Orang yang lanjut usia kita hormati, tetapi bukan karena jumlah tahunnya yang banyak.Sebab orang lanjut usia dalam arti sebenarnya ialah orang yang bijaksana dan hidup baik. (Kebijaksanaan Salomo 4:8-9)
Dia duduk membelakangiku. Lewat jendela, jejeran pepohonan cemara nampak bergoyang dalam deru angin. Hari sudah hampir senja. Dan udara dingin perlahan menyelinap masuk. Langit lembayung tertutup awan. Lapis melapis. Beberapa ekor burung gereja nampak mengambang di antara ranting dan dedaunan cemara. Beberapa lagi melompat-lompat di atas tanah yang basah akibat gerimis siang tadi. Suasana sepi, sesepi hatinya yang baru saja menguakkan luka lamanya kembali. Luka.
Usianya baru saja mencapai dua puluh dua tahun. Tetapi aku merasa bahwa dia telah melangkahi waktu berabad-abad lamanya. Rambutnya yang panjang dan tergulung rapi tidak dapat menyembunyikan raut sedih di wajahnya. Ah, tiba-tiba aku berpikir tentang nilai seorang manusia. Hal yang sama tadi ditanyakannya. Tentang betapa kini dia tak lagi merasa punya nilai yang berarti dalam hidup ini. Baginya, segalanya telah nihil. Hidup, harapan, masa depan. Segalanya tidak lagi punya arti. Dia telah mati dalam hidup yang masih berlanjut ini. Gerimis kembali turun.

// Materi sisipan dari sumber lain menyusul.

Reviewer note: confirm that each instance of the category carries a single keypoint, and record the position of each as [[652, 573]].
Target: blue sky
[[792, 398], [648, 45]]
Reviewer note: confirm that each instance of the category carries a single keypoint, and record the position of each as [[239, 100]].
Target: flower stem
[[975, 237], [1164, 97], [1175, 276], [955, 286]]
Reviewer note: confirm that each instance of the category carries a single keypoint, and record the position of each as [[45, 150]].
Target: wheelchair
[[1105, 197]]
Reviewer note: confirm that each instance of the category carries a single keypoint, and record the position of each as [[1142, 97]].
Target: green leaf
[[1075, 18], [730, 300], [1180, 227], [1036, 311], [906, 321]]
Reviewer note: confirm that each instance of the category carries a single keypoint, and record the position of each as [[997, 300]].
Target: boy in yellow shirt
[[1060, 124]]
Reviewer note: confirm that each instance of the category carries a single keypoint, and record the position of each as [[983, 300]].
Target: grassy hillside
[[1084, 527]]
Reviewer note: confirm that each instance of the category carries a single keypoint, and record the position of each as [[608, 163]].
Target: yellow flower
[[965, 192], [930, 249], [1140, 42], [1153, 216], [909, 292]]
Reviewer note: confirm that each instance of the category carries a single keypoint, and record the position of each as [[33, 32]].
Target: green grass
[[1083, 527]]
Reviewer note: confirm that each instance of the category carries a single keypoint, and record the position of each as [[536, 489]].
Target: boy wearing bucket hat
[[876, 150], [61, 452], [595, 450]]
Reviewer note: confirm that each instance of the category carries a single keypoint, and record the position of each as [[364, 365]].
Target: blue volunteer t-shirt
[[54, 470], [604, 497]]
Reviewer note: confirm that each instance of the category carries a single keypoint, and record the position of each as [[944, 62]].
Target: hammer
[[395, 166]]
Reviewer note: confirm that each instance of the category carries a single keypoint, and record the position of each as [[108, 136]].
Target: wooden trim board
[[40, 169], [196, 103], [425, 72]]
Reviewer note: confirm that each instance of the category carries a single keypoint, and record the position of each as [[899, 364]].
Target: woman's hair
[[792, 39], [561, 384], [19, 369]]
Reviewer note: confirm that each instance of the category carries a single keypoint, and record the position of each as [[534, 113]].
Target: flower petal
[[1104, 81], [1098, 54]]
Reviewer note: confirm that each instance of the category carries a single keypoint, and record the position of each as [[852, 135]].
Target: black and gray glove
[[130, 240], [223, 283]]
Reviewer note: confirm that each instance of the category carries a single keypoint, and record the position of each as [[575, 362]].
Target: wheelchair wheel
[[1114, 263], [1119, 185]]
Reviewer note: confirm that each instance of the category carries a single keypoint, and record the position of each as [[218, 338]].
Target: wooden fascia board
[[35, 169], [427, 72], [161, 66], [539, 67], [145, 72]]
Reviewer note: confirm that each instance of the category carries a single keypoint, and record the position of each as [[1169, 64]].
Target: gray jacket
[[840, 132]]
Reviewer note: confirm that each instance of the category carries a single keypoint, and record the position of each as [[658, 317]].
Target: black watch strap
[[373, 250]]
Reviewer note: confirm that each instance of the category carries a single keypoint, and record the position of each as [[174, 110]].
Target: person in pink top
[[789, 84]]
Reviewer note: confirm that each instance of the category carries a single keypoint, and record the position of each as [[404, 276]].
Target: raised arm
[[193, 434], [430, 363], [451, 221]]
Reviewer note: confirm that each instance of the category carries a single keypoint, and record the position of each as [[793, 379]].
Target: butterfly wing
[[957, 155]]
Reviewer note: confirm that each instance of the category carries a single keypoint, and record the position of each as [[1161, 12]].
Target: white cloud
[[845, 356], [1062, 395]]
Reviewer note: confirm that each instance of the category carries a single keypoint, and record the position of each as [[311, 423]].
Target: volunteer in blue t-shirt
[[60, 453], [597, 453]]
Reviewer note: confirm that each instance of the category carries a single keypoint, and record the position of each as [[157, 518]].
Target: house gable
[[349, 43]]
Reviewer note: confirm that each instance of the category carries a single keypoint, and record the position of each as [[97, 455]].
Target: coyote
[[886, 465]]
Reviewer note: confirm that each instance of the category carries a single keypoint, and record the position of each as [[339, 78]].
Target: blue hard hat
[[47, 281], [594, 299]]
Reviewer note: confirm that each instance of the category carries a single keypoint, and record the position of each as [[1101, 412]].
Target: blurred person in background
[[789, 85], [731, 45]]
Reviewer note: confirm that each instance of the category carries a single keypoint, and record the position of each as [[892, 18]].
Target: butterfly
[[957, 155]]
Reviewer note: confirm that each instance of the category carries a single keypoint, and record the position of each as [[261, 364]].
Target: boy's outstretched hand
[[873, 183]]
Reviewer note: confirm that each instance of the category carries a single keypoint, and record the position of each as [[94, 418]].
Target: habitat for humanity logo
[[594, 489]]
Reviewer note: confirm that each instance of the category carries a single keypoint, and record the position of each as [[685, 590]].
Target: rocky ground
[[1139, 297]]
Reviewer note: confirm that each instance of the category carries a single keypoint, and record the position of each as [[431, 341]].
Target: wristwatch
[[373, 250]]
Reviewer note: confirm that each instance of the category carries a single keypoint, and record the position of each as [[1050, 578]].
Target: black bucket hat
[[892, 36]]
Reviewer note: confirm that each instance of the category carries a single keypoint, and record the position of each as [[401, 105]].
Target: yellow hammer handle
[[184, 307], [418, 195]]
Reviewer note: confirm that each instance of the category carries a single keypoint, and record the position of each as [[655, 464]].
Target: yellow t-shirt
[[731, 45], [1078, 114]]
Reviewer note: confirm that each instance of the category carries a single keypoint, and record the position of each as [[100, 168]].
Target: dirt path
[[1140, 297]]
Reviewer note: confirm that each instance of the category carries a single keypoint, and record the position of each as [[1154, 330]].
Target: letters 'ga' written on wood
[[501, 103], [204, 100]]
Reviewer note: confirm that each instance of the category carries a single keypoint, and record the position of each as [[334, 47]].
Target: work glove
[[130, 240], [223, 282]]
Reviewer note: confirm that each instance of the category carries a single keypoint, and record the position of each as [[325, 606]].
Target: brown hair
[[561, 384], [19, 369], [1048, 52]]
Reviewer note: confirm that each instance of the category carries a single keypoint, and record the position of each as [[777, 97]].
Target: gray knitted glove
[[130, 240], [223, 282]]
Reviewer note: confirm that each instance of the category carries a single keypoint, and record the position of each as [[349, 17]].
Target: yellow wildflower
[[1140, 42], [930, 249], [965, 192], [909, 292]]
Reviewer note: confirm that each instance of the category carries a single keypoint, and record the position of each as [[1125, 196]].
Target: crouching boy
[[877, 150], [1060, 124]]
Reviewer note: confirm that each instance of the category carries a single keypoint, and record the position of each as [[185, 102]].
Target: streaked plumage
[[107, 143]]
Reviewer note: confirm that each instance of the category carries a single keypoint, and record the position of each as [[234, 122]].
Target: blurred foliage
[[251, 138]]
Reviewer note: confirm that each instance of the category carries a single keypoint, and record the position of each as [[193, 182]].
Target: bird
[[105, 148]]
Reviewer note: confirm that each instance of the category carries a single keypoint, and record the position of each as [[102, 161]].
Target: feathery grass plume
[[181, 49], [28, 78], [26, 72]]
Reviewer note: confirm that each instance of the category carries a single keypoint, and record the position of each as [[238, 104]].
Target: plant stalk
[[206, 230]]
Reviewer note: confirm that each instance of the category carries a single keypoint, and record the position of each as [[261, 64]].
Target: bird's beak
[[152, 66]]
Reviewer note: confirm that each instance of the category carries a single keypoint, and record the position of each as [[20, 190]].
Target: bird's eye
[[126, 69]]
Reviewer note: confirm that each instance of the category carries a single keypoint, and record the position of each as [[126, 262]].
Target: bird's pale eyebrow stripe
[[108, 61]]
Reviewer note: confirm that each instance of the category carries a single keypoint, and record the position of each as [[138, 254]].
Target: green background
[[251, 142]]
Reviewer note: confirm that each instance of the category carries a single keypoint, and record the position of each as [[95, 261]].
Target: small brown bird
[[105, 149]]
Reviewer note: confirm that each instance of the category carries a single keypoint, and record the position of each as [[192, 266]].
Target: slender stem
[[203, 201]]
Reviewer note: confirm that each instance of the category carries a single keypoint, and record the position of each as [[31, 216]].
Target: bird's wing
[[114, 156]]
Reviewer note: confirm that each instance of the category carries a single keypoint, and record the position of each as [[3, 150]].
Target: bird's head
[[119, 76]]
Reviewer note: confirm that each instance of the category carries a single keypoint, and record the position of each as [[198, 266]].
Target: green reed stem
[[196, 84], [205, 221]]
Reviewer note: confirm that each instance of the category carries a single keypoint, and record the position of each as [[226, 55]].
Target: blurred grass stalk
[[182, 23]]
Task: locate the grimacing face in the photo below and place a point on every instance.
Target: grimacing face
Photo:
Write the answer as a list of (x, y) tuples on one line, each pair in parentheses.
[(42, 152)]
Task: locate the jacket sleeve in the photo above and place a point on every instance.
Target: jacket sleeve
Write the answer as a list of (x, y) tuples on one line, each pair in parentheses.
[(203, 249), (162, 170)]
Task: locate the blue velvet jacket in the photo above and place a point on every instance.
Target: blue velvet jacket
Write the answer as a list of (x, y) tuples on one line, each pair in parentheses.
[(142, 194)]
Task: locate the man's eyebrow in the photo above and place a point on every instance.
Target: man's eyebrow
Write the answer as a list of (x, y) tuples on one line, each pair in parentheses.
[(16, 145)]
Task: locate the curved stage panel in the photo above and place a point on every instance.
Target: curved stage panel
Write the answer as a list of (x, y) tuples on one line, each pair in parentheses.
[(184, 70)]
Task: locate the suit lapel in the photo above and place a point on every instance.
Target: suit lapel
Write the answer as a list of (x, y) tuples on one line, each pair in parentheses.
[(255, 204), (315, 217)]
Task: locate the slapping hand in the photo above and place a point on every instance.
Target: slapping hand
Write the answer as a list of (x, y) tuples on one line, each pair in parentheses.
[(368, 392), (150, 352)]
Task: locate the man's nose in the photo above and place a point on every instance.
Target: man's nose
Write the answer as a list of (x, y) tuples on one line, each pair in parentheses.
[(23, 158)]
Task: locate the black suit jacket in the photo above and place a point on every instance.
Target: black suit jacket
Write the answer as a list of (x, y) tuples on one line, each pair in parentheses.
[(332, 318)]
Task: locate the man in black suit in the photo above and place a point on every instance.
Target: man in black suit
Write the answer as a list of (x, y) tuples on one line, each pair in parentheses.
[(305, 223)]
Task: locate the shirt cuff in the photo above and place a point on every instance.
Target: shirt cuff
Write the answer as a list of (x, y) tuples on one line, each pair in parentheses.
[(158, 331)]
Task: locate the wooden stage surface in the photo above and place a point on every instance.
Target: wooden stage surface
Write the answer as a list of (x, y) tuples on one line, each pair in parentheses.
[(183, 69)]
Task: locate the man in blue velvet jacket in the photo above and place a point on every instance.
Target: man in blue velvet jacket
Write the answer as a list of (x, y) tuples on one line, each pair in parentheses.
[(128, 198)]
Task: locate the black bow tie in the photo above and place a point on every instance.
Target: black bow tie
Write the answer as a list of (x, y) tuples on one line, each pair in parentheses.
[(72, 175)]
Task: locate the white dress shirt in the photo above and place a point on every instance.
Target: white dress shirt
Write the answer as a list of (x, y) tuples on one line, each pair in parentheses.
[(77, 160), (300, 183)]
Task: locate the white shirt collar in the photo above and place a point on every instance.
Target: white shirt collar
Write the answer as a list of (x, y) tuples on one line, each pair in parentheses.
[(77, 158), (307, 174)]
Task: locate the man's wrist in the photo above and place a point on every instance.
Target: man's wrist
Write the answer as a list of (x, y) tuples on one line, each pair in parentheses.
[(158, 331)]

Apakah artinya sebuah kehidupan? Apakah maknanya penderitaan? Berapakah nilai seorang manusia? Dapatkah kita mengukurnya dengan nilai yang baku? Tentu saja tidak. Bahkan kita hidup bukan untuk dinilai atau menilai. Setiap orang, ya setiap orang hidup dengan dunianya sendiri. Seberapa dekat pun kita dengan seseorang, selalu ada ruang yang tak tertembus dalam lubuk hati dan pikirannya. Dan sebab itu, di bawah langit yang satu, dan di atas bumi yang satu pula, kita tak punya hak untuk menilai atau dinilai. Apa itu kebaikan, kejahatan, kesalahan dan kebenaran, segalanya tergantung pada kejujuran kita untuk menghadapi hidup. Maka semuanya tergantung pada keputusan kita untuk menghadapi hidup ini serta bertanggung-jawab dalam menjalaninya.
Selain dari itu, hanya ada pandangan semu dan tak berarti. Sebab, apakah kebenaran itu? Bukankah kebenaran sesungguhnya terletak pada bagaimana kita mau menghadapi dan berani bertanggung-jawab atas segala apa yang telah terjadi dan menimpa kita. Dan nilai seseorang justru terletak pada bagaimana kita mengubah diri kita sendiri. Tidak untuk pasrah dan putus asa untuk hidup. Sebaliknya, kekalahan kita bisa bermakna banyak atas nilai kita sendiri jika kekalahan itu sendiri terjadi setelah kita telah berjuang mempertahankan kejujuran kita untuk hidup dan menghadapi hidup.